Relief to America’s Workers, Effective Stimulus for the Economy
- H.R. 5749, the Emergency Extended Unemployment Compensation Act, will immediately provide up to 13 weeks of extended unemployment benefits in every state to workers exhausting the 26 weeks of regular unemployment benefits.
- In states with higher levels of unemployment (six percent or higher), an additional 13 weeks would be available, for a total of 26 weeks of extended benefits.
- Relief would run through March 2009 and benefit 3.5 million Americans. [Congressional Budget Office]
- Federal unemployment trust funds, which have more than enough reserves to cover the cost, will finance these benefits.

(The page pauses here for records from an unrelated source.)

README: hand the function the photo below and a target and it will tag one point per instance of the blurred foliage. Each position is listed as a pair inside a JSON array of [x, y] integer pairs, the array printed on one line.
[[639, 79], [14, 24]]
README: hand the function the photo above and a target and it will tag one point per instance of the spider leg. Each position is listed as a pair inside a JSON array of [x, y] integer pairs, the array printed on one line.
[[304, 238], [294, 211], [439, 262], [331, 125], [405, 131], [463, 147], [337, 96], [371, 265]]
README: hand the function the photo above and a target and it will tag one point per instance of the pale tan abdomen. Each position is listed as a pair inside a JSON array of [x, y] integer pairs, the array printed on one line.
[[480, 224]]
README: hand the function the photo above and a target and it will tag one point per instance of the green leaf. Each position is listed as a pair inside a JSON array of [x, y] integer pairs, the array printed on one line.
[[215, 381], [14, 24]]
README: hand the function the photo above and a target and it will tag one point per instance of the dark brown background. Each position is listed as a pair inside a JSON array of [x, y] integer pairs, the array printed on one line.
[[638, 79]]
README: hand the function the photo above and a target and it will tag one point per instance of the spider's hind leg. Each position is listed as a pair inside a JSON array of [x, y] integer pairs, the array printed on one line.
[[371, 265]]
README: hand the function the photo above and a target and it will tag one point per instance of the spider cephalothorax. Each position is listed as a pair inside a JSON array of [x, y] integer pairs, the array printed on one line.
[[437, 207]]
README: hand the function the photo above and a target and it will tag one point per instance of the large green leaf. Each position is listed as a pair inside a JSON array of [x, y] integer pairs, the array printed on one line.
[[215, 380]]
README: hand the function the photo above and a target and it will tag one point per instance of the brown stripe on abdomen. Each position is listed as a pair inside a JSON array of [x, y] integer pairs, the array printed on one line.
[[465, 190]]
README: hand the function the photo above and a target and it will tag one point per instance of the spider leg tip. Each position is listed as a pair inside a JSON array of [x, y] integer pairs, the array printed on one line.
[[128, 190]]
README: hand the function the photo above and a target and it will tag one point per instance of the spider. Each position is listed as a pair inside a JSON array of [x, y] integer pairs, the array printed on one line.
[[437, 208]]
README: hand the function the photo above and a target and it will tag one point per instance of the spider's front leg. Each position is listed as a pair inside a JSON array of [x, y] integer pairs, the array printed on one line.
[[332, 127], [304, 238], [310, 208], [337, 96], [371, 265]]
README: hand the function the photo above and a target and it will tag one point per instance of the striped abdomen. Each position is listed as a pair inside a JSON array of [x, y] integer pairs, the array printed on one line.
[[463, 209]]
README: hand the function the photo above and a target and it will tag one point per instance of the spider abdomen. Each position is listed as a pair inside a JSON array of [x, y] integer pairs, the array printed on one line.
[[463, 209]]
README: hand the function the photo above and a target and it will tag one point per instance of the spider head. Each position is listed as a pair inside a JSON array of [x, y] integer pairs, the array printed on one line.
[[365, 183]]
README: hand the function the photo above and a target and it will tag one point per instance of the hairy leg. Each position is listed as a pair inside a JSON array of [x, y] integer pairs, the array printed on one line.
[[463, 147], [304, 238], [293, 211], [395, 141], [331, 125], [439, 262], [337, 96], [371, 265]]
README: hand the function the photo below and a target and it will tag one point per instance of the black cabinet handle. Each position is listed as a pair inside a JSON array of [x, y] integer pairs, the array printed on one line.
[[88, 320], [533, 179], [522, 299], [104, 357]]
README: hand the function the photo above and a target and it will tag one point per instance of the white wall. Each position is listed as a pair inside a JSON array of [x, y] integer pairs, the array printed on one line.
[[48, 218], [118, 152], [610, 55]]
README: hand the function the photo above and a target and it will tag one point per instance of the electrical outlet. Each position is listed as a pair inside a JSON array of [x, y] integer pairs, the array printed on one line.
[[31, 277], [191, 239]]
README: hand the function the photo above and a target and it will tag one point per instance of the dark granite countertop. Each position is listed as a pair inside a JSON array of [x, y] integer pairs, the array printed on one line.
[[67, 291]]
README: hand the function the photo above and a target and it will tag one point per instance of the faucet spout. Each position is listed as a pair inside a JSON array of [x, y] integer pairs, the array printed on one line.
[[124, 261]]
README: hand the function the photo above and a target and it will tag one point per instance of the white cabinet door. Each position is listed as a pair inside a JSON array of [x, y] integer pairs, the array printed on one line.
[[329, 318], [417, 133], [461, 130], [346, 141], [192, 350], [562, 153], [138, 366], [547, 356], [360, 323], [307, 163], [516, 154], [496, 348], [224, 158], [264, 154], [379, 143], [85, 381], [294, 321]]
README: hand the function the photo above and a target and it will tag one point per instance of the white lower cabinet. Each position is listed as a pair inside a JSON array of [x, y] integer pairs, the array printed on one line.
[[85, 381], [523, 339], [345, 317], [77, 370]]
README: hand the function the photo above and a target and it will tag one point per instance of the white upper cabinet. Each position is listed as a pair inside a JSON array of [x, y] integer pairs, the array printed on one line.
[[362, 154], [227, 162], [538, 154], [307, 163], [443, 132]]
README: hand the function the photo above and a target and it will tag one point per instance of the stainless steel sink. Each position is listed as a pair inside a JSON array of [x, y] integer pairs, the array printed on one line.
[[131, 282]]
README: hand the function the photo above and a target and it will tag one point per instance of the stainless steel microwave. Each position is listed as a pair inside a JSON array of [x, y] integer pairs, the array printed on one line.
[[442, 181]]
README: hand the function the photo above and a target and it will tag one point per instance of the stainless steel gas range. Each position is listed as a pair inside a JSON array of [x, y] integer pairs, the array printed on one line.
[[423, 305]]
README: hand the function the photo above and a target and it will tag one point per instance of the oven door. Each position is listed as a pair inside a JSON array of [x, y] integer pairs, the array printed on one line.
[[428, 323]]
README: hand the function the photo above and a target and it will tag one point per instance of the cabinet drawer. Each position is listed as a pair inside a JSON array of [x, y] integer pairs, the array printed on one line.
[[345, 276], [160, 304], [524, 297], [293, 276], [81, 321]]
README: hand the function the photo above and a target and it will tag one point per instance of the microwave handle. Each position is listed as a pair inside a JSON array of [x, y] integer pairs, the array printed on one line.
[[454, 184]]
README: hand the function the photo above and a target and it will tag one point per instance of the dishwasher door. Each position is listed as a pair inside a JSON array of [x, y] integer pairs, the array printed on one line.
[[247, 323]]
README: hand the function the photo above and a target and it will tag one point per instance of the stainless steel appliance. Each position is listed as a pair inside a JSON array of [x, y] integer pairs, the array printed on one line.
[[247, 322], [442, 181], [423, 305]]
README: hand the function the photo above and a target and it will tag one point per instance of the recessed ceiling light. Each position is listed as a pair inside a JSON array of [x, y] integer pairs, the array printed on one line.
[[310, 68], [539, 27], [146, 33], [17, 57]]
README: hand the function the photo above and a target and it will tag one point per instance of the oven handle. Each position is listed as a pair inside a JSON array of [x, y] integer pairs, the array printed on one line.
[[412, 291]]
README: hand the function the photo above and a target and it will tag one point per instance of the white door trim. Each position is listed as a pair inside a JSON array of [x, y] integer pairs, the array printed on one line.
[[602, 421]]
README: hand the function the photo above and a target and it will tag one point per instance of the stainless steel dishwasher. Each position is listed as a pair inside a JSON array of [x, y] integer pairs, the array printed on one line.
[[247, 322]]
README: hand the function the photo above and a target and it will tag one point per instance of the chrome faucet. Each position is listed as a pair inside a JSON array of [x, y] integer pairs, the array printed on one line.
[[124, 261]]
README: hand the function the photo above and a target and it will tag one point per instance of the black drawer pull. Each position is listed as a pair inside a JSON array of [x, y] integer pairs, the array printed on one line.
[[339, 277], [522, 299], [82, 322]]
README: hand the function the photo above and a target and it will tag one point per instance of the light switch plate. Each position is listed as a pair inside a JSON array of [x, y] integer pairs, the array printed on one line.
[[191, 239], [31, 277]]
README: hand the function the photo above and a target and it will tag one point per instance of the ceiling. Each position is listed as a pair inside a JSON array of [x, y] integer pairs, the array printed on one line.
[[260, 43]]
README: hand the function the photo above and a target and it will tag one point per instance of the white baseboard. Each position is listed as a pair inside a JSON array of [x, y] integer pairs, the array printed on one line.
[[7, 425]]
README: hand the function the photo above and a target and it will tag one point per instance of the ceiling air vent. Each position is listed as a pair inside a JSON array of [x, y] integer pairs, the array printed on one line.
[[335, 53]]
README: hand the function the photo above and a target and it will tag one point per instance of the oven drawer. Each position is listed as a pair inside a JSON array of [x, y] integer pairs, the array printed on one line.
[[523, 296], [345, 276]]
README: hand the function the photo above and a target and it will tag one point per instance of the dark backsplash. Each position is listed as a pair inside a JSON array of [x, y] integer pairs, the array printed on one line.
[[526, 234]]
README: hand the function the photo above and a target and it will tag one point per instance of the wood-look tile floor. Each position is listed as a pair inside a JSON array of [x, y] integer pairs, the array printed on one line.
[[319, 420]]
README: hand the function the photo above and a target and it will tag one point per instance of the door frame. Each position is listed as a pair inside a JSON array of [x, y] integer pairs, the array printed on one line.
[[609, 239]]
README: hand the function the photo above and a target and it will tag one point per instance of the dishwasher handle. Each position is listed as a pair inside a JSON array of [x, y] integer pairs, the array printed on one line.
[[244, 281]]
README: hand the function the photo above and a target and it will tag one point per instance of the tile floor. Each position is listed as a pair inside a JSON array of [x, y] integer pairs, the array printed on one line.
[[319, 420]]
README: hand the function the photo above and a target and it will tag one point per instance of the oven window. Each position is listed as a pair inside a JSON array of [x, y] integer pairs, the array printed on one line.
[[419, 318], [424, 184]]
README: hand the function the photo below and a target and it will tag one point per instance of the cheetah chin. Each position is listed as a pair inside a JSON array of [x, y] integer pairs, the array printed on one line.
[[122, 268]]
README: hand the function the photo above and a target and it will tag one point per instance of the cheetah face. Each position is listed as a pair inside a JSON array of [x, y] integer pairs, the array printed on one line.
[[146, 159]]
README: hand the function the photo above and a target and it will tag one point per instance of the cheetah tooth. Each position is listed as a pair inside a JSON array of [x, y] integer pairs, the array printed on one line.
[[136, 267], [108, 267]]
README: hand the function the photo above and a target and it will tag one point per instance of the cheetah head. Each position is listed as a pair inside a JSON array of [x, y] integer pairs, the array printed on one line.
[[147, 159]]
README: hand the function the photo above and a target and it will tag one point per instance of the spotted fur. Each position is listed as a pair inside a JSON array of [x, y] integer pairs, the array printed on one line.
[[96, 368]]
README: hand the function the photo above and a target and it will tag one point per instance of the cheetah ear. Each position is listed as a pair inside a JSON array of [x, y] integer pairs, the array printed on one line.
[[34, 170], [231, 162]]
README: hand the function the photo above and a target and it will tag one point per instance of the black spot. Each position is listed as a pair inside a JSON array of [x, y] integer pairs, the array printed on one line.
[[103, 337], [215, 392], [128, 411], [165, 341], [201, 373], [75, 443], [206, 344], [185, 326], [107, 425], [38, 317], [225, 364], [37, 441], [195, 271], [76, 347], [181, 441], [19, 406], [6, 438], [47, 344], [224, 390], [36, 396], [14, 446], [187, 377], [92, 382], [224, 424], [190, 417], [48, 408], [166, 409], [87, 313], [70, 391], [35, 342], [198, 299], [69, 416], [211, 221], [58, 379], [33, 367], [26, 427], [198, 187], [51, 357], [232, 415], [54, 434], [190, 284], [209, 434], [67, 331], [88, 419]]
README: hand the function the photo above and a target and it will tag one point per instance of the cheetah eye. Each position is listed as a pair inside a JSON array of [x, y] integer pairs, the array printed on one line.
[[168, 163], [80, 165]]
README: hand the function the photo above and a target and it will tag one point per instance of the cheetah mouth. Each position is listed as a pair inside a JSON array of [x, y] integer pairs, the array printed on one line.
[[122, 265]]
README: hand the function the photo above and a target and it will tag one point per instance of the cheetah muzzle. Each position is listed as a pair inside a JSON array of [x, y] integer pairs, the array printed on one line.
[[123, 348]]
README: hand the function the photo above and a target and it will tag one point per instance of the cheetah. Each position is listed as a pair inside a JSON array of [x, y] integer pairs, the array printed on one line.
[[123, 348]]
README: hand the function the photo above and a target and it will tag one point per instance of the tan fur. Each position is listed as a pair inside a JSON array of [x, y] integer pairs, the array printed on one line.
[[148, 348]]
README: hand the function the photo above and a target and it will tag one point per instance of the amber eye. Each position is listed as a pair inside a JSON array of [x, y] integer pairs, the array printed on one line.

- Extending these benefits is one of the most cost-effective and fast-acting ways to stimulate the economy because the money is spent quickly, according to the Congressional Budget Office. Every $1 spent on unemployment benefits generates $1.64 in new economic demand. [Mark Zandi, chief economist of Moody’s Economy.com, 1/22/08]
Need for Immediate Action is Real
- The unemployment rate surged to 5.5 percent from 5.0 percent -- the biggest one-month jump in more than two decades (since February 1986) and climbing to the highest level in nearly four years (October 2004). The unemployment rate is now a full percentage point higher than a year ago.
- For five our consecutive months, the U.S. economy has lost jobs, totaling 324,000. The number of people looking for work climbed 861,000 to 8.5 million in May.
- Nearly one in five jobless workers (1.6 million) is long-term unemployed (jobless for more than 26 weeks).
- The airline industry has eliminated 22,000 jobs so far this year, more than in all of 2007, most recently at Continental (3,000 jobs) and United (up to 1,600 jobs), and the automobile industry continues to face job cuts, leading industries with announced layoffs in May with over 30,000.
- The number of long-term unemployed Americans is higher now than when Congress last extended unemployment benefits in 2002.